List of Password Rules for Texas Child Support Site - DanBC
http://portal.cs.oag.state.tx.us/OAGStaticContent/portal/login/help/listPasswordRules.htm
======
noonespecial
How thoughtful of them to provide such a useful guide for tuning a brute force
cracker to succeed with minimum effort...

I especially like the list of helpful suggestions at the end to help select
the best dictionary.

------
pizza
bet you those would be the top 5 passwords, lol..

------
DanBC
This list is so awful it must be parody, right?

Except this is a newer revised list. Here's an older version:

[https://www.inc.com/thomas-koulopoulos/all-that-advice-
about...](https://www.inc.com/thomas-koulopoulos/all-that-advice-about-
passwords-turns-out-to-be-to.html)

> 1\. The password must be exactly 8 characters long.

> 2\. It must contain at least one letter, one number, and one of the
> following special characters.

> 3\. The only special characters allowed are: @ # $

> 4\. A special character must not be located in the first or last position.

> 5\. Two of the same characters sitting next to each other are considered to
> be a "set." No "sets" are allowed. Example: rr, tt

> 6\. Avoid using names, such as your name, user ID, or the name of your
> company or employer.

> 7\. Other words that cannot be used are Texas, child, and the months of the
> year.

> 8\. A new password cannot be too similar to the previous password.

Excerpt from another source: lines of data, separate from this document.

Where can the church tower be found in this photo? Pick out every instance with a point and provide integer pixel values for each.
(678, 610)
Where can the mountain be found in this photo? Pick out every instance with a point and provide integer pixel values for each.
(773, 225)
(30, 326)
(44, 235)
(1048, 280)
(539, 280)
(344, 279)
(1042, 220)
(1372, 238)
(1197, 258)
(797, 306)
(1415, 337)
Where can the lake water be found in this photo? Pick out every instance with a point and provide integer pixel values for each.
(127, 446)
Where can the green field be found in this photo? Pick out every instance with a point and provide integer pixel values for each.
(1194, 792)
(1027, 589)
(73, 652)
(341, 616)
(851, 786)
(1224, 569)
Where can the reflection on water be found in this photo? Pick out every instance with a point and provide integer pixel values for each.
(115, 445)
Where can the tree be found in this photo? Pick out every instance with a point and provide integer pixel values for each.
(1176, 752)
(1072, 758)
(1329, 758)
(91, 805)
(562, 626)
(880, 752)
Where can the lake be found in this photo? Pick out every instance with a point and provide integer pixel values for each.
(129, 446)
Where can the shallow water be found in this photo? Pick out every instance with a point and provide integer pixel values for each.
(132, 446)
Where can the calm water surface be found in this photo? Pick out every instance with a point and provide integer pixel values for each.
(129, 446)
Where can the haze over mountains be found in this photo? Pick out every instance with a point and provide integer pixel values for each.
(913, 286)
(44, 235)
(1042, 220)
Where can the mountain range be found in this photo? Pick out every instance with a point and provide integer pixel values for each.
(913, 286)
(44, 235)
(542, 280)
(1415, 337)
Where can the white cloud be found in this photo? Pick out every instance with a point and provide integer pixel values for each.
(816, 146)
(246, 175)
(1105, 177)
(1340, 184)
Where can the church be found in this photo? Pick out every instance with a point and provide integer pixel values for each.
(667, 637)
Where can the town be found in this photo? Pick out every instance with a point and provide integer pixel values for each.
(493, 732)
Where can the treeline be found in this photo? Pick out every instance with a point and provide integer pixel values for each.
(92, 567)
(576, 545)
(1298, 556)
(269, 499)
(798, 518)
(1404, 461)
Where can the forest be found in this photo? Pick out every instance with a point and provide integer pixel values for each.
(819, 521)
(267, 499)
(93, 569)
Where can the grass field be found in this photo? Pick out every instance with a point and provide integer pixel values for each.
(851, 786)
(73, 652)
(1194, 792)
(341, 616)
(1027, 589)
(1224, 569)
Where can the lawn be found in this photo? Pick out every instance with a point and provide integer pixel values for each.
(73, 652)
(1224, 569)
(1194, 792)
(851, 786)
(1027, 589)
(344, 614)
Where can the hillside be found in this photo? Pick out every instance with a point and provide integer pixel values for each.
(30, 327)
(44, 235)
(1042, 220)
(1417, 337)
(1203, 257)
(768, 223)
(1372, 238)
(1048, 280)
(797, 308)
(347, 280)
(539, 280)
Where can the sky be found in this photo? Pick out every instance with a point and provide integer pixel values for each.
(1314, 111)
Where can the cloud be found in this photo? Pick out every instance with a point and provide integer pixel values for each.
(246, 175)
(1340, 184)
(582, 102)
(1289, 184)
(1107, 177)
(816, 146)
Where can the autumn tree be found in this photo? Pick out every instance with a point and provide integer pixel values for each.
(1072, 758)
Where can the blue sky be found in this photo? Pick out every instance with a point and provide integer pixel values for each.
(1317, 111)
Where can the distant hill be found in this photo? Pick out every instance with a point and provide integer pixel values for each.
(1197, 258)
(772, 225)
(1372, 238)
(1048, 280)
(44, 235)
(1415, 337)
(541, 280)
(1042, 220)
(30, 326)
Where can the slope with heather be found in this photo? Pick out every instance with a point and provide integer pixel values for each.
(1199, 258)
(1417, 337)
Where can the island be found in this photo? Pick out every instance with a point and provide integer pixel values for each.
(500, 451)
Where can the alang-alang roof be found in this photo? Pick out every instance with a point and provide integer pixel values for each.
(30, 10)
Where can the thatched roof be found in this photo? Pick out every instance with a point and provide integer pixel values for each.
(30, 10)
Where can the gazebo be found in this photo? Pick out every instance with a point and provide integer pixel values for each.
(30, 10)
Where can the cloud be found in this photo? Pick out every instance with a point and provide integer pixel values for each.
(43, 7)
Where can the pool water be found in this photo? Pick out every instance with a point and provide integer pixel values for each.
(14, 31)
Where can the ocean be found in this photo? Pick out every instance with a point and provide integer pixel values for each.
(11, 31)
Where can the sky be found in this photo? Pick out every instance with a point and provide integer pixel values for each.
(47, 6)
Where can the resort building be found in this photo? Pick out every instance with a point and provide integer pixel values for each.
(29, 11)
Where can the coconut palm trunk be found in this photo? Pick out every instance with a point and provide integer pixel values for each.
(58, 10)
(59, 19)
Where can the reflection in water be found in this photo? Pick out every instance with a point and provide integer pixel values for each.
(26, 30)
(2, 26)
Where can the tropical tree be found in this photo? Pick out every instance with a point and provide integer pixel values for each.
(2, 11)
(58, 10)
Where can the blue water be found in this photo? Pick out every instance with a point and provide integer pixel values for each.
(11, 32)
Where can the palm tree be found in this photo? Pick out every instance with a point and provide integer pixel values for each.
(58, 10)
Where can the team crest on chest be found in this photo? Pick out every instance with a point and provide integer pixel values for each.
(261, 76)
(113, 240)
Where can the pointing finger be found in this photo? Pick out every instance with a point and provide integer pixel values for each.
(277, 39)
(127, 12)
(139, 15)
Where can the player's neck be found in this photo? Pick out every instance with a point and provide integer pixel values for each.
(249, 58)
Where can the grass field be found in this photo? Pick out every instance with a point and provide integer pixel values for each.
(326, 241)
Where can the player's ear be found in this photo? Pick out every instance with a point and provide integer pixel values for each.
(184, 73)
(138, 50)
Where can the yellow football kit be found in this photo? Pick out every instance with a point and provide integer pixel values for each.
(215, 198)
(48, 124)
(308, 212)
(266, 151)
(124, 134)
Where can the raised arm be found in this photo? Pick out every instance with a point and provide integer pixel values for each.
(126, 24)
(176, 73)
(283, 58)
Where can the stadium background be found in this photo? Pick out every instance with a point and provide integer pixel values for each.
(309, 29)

> 9\. Example: previous password - abc#1234; unacceptable new password -
> acb$1243

> 10\. Characters in the first, second, and third positions cannot be
> identical. (abc __ __ _)

> 11\. Characters in the second, third, and fourth positions cannot be
> identical. (_bc# __ __)

> 12\. Characters in the sixth, seventh, and eighth positions cannot be
> identical. ( __ __*234)

> 13\. The previous 8 passwords cannot be reused.